The contributions to this volume are divided into three parts: (1) Empirical Economic Research; (2) Empirical Financial Research; (3) New Econometric Approaches. The first part, chapters “Decomposition of Time Series Using the Generalised Berlin Method (VBV)” through “The Precision of Binary Measurement Methods”, consists of methods most suitable for empirical research in economics. Properties of the methods are discussed and applications are illustrated by real data examples. This part also includes two case studies to show how a project in empirical economics can be carried out using existing methods in the literature. In the second part, chapters “On EFARIMA and ESEMIFAR Models” through “Zillmer’s Population Model: Theory and Application”, different new models with a clear emphasis on applications in empirical financial research are introduced. Their theoretical properties and practical implementation are discussed in detail, together with applications to real financial data. A case study on the development of a currency crises monitoring system is also included. Finally, the third part, chapters “Adaptive Estimation of Regression Parameters for the Gaussian Scale Mixture Model” through “On a Craig–Sakamoto Theorem for Orthogonal Projectors”, consists of general contributions to econometric and statistical methodology. Here the emphasis is on the discussion of theoretical properties. In some contributions theoretical results are confirmed by simulation studies.

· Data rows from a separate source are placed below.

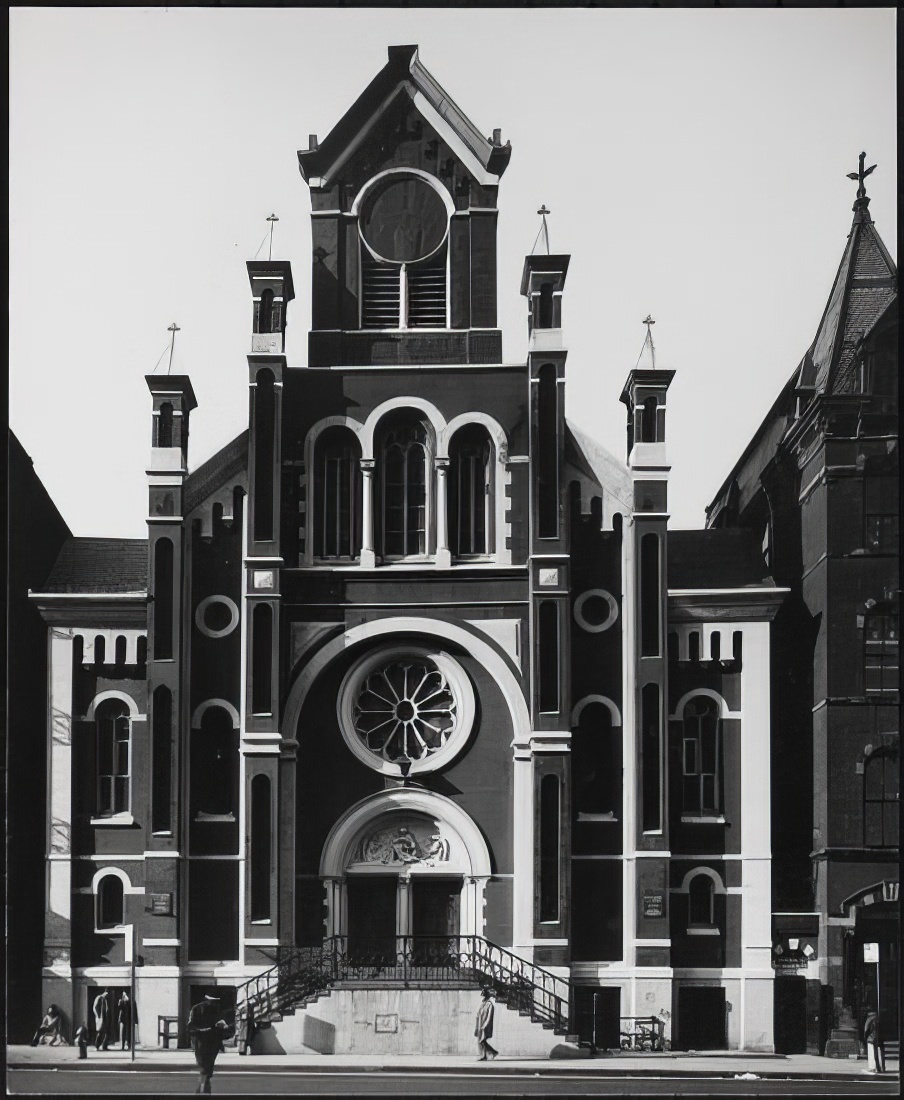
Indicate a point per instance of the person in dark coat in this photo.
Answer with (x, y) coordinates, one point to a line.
(484, 1027)
(875, 1048)
(124, 1013)
(103, 1011)
(206, 1031)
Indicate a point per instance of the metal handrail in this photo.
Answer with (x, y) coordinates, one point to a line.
(302, 974)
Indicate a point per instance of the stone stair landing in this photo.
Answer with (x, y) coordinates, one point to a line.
(386, 1021)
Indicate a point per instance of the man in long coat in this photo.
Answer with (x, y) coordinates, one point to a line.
(484, 1029)
(206, 1031)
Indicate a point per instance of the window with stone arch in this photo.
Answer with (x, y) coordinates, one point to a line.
(113, 741)
(701, 902)
(881, 795)
(702, 763)
(406, 450)
(335, 513)
(215, 767)
(471, 503)
(110, 902)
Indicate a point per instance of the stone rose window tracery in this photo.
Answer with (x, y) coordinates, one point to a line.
(405, 710)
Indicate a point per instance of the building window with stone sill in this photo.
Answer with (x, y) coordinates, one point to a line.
(109, 904)
(113, 734)
(702, 761)
(702, 906)
(881, 662)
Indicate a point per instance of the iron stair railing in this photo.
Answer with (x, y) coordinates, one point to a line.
(300, 975)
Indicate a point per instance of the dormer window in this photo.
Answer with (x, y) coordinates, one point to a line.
(404, 226)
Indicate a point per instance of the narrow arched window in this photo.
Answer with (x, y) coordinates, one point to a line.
(701, 902)
(651, 747)
(648, 421)
(544, 319)
(650, 596)
(162, 760)
(163, 600)
(164, 425)
(262, 659)
(337, 496)
(548, 444)
(261, 848)
(264, 440)
(471, 493)
(405, 453)
(548, 657)
(215, 768)
(550, 848)
(112, 729)
(263, 314)
(701, 757)
(881, 796)
(110, 902)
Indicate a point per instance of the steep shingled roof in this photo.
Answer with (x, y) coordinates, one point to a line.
(864, 286)
(720, 558)
(99, 567)
(403, 70)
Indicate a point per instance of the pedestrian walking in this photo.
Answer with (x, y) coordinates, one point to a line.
(50, 1031)
(103, 1012)
(484, 1029)
(124, 1013)
(875, 1048)
(207, 1031)
(80, 1040)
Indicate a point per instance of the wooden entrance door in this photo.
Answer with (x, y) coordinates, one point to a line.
(372, 920)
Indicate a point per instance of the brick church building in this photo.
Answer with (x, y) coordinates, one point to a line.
(410, 689)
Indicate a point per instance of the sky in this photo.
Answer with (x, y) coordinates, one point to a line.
(694, 162)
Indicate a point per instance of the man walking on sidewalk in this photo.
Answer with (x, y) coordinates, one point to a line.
(207, 1032)
(484, 1029)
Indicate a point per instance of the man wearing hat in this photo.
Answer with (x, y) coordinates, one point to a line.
(206, 1030)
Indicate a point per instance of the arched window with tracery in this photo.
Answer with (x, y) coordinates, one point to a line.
(702, 795)
(701, 902)
(406, 454)
(110, 902)
(471, 493)
(881, 795)
(112, 729)
(337, 496)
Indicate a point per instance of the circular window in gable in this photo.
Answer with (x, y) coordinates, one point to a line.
(403, 219)
(595, 611)
(217, 616)
(406, 710)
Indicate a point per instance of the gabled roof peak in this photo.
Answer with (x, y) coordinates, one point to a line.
(403, 72)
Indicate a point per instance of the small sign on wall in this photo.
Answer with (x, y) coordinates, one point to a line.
(653, 904)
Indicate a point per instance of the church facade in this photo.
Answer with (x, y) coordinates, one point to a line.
(410, 686)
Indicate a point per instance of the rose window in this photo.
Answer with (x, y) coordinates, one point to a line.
(406, 710)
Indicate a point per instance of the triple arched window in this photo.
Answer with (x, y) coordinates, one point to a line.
(407, 503)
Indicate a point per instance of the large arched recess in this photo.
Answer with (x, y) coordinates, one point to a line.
(495, 663)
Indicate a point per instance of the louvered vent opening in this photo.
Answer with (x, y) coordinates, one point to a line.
(381, 295)
(427, 294)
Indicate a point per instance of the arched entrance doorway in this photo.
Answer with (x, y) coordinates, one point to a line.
(405, 872)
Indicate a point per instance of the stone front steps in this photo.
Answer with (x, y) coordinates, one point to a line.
(398, 1021)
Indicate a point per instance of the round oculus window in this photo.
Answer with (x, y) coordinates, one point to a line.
(217, 616)
(403, 219)
(406, 710)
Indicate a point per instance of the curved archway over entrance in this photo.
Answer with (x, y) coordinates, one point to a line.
(404, 864)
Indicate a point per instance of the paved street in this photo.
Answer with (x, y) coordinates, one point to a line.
(48, 1071)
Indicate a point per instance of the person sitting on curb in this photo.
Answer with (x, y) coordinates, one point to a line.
(50, 1032)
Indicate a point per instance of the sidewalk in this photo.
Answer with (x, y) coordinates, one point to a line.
(676, 1064)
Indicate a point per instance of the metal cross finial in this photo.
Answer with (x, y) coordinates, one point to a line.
(860, 176)
(174, 329)
(648, 320)
(272, 220)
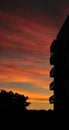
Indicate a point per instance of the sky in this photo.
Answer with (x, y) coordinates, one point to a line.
(27, 29)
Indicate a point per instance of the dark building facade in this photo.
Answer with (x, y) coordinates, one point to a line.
(59, 51)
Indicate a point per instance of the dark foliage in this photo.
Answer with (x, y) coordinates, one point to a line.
(10, 101)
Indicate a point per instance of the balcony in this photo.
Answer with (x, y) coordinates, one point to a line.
(52, 85)
(52, 72)
(52, 59)
(51, 99)
(52, 47)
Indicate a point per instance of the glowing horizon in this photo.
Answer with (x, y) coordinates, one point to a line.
(26, 33)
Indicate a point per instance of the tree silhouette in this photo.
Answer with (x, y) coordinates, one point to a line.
(13, 101)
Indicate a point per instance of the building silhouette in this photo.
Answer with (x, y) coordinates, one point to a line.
(59, 58)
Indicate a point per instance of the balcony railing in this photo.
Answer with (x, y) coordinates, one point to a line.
(52, 72)
(51, 99)
(52, 59)
(52, 47)
(52, 85)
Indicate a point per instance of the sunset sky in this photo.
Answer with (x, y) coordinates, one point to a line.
(27, 29)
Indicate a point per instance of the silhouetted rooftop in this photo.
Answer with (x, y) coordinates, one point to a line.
(64, 31)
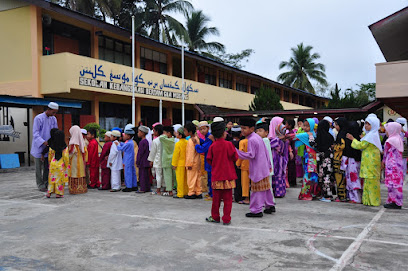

The topics in the three parts are closely related to each other. Some contributions may be logically allocated to more than one part. Moreover, topics in environmental statistics and demography are also involved in some of the contributions, but these are not indicated separately. From the methodological perspective the contributions cover a wide range of econometric and statistical tools, including uni- and multivariate time series analysis, different forecasting methods, new models for volatility, correlations and high-frequency financial data, approaches in quantile regression, panel data analysis, instrument variables, and errors in variables models. The methodological characteristic was not a criterion for the allocation to Parts I,II, and III. Hence, contributions to specific statistical methods may occur in any of the three parts. Within each part, the contributions are, as far as possible, arranged following a methodological structure. In Part I the contributions are given in the following order (1) time series; (2) panel data; (3) other topics. Contributions in the second part are arranged in the sequence (1) univariate time series; (2) multivariate time series; (3) other financial data. The third part follows the sequence (1) cross-sectional data; (2) univariate time series; (3) multivariate time series; and (4) general econometric and statistical methods.

This book covers theory, methods, and applications of empirical economic and financial research. The purpose is to establish a connection between the well-developed area of empirical economic research and the emerging area of empirical financial research, and to build a bridge between theoretical developments in both areas and their application in practice. Most of the contributions in this book are originally published here. The book is a suitable reference for researchers, practitioners, and graduate and post-graduate students, and provides reading for advanced seminars in empirical economic and financial research.